25. Il résulte des dispositions d'ordre public des articles L. 134-12 et L. 134-13 du code de commerce que la cessation des relations entre l'agent commercial et son mandant ouvre droit en principe, au profit du premier, à l'indemnité compensatrice du préjudice en résultant, cette réparation étant exclue, notamment, lorsque la cessation du contrat est provoquée par la faute grave de l'agent commercial.

26. La faute grave est celle qui porte atteinte à la finalité commune du mandat d'intérêt commun et rend impossible le maintien du lien contractuel.

27. Elle s'apprécie en regard de tout manquement caractérisé de l'agent aux obligations mises à sa charge par la loi ou le contrat d'agence, tel que le manquement à l'obligation de diligence ou au devoir de loyauté. A cet égard, la violation de l'interdiction contractuelle de représenter un concurrent sans informer le mandant, ou encore, la transgression des obligations prévues aux articles L. 134-3 et L. 134-4 du code de commerce en fait partie.

28. Les atteintes à l'exécution loyale du mandat par M. [H] [P] sont autant de fautes graves directement à l'origine de la lettre du 8 avril 2022 aux termes de laquelle la SARL CL Conseils a résilié son contrat d'agent commercial.

29.Cette seule constatation exclut de faire droit à sa demande de 10 000 euros au titre de l'indemnité compensatrice.
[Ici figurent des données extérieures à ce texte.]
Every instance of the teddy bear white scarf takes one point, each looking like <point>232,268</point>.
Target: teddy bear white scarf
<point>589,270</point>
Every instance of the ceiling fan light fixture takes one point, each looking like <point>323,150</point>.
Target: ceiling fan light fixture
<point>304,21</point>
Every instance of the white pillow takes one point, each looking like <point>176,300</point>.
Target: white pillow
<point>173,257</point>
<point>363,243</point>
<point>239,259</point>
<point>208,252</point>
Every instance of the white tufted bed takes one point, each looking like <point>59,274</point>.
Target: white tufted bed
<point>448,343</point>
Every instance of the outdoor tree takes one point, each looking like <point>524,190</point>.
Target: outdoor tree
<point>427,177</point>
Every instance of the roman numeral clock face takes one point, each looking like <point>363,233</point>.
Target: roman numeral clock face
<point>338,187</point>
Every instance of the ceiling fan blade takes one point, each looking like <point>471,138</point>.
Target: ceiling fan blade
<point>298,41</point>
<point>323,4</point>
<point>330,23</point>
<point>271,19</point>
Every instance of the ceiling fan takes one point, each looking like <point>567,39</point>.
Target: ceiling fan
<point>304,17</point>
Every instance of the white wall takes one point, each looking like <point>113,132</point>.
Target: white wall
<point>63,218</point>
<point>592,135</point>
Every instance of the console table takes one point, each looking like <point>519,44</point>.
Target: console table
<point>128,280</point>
Le jugement déféré confirmé de ce chef.

30.En revanche, ces fautes ne privent pas M. [H] [P] de son droit à commissionnement à hauteur de 3 037,65 euros pour une vente immobilière réalisée dans le cadre de son mandat, droit qui n'est d'ailleurs pas contesté par la SARL CL Conseils.

31. Le jugement déféré sera là encore confirmé sur ce point.

PAR CES MOTIFS

La cour,

Confirme le jugement déféré sauf en ce qui concerne le montant des dommages et intérêts alloués à la SARL CL Conseils,

Statuant à nouveau et ajoutant,

Condamne M. [H] [P] à payer à la SARL CL Conseils la somme de 7 000 euros au titre de son préjudice moral, et celle de 36 000 euros au titre de son préjudice financier,

Déboute M. [H] [P] de sa demande au titre de l'article 700 du code de procédure civile, et le condamne à payer à la SARL CL Conseils la somme de 1 500 euros, ainsi qu'aux entiers dépens.